Internment Locations

Arrested: December 1941


Sand Island Internment Camp, Honolulu, Oahu Island

January 1942 - June 1942


Fourth Transfer Group: June 1942

This internee was one of six women sent to the Mainland aboard the fourth transfer ship along with a larger group of mostly Issei men. The women were kept apart from the men and had a different internment sequence from them.


Sharp Park Detention Station, California

June 1942 - July 1942


Seagoville Internment Camp, Texas

July 1942 - April 1943


Crystal City Family Internment Camp, Texas

April 1943 - December 1945


Returned to Hawaii: December 1945

Arrived in Honolulu with about 775 other internees aboard the military troopship the Shawnee.


Yoshie Miyao was the step-mother of Rev.
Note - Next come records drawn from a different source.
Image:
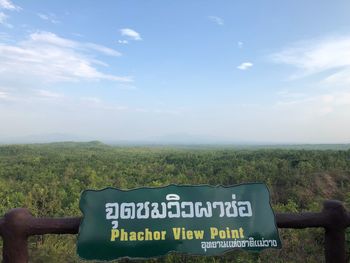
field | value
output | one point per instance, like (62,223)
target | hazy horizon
(262,72)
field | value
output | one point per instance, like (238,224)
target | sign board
(199,220)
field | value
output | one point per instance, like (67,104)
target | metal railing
(18,224)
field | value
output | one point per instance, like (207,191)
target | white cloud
(320,55)
(245,65)
(8,5)
(132,34)
(47,94)
(49,17)
(123,42)
(217,20)
(46,57)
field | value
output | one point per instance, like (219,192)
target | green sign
(200,220)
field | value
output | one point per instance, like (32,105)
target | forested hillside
(49,178)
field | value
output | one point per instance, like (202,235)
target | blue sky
(233,71)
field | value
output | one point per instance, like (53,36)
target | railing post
(15,232)
(335,231)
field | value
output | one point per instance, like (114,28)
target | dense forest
(49,178)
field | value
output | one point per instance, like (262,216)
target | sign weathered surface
(150,222)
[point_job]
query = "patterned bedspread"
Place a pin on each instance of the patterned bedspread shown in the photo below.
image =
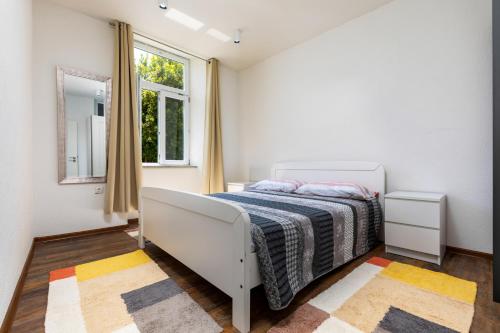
(298, 238)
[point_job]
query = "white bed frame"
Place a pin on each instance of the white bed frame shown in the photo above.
(212, 237)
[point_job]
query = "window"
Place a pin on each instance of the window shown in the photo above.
(163, 87)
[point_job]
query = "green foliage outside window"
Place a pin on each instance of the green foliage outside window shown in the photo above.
(170, 73)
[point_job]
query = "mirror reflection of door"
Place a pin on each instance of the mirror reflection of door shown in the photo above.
(72, 148)
(85, 127)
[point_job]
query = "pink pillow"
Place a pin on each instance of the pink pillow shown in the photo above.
(336, 190)
(276, 185)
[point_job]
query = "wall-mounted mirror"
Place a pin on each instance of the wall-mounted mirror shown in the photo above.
(83, 108)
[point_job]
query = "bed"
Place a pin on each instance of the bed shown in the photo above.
(212, 235)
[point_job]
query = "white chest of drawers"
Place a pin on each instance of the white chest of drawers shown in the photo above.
(415, 225)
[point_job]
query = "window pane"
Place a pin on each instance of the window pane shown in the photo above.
(149, 126)
(174, 129)
(157, 69)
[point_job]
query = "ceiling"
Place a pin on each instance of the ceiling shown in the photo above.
(268, 26)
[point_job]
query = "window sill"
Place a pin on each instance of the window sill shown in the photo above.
(156, 165)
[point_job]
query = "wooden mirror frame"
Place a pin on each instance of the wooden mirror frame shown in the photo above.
(61, 123)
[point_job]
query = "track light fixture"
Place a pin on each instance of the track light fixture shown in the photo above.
(162, 4)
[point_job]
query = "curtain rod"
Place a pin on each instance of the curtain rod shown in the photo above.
(164, 44)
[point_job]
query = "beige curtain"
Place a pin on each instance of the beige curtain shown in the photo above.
(124, 157)
(213, 170)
Shigemaru Miyao, whose late father had been the founder of the Izumo Taisha Shrine. Shortly after the Pearl Harbor bombing, Shigemaru Miyao and his wife, Yuki Miyao, were arrested. Yuki, it is believed, was mistaken for Yoshie, who continued to perform religious services at the shrine until her arrest later in December.

The imprisonment of the Miyao adults left the three young Miyao children to be cared for by relatives of grandmother Yoshie, the Inokuchi family of Waipahu. In time, the Inokuchi family head, Kakuji Inokuchi, would also be arrested and sent to the Honouliuli Internment Camp.

Yoshie and her daughter-in-law were confined together at Sand Island. They were among a group of only eight Hawaii women who were arrested and sent to the Mainland for internment. They were unlike the women who entered Mainland internment as a way to reunify their families, for these women had been arrested and incarcerated.

In addition to Yoshie and Yuki Miyao, four other women were sent in the Fourth Transfer Group; they were Kiku Horibe, Miyuki Kawasaki, Haru Tanaka, and Tsuta Yamane. Two more women, Kanzen Ito and Ishiko Mori, were sent several months later with the Seventh Transfer Group.

From the Crystal City camp, Yoshie Miyao successfully petitioned the U.S. government to allow the transfer there of her fifteen-year-old granddaughter, Florence Atsuko Mikami, from her place of incarceration at the Rohwer camp in Arkansas. Yoshie Miyao was Florence Atsuko's paternal aunt as well as maternal step-grandmother by way of the Miyao family and she had reared Florence from infancy.